I’ve never liked the notion of talking about economic “science” — it’s much too raw and imperfect a discipline to be paired casually with things like chemistry or biology, and in general when someone talks about economics as a science I immediately suspect that I’m hearing someone who doesn’t know that models are only models. Still, when I was younger I firmly believed that economics was a field that progressed over time, that every generation knew more than the generation before.
The question now is whether that’s still true…

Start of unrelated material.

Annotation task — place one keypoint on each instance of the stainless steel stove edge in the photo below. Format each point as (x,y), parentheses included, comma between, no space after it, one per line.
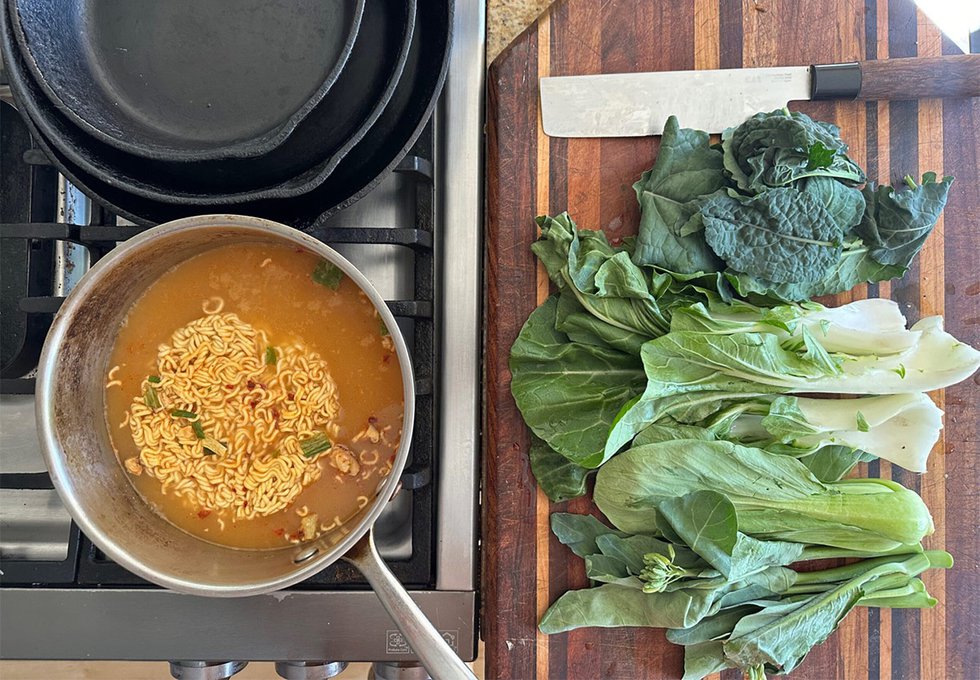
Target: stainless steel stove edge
(150,624)
(460,194)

…at this point it seems to me that many economists aren’t even trying to get at the truth. When I look at a lot of what prominent economists have been writing in response to the ongoing economic crisis, I see no sign of intellectual discomfort, no sense that a disaster their models made no allowance for is troubling them; I see only blithe invention of stories to rationalize the disaster in a way that supports their side of the partisan divide. And no, it’s not symmetric: liberal economists by and large do seem to be genuinely wrestling with what has happened, but conservative economists don’t.
And all this makes me wonder what kind of an enterprise I’ve devoted my life to.
If as noted an economist as Nobel laureate Paul Krugman is troubled by the practices of modern economic “science” (and indeed its very status as a science), why is this not a broader topic of interdisciplinary research?
An uncritical acceptance of economics as a science gives economists immense leverage and disproportionate influence in policy debates. Before this influence can be more thoughtfully balanced by other perspectives, the questioning of the scientific authority of economics needs to take place.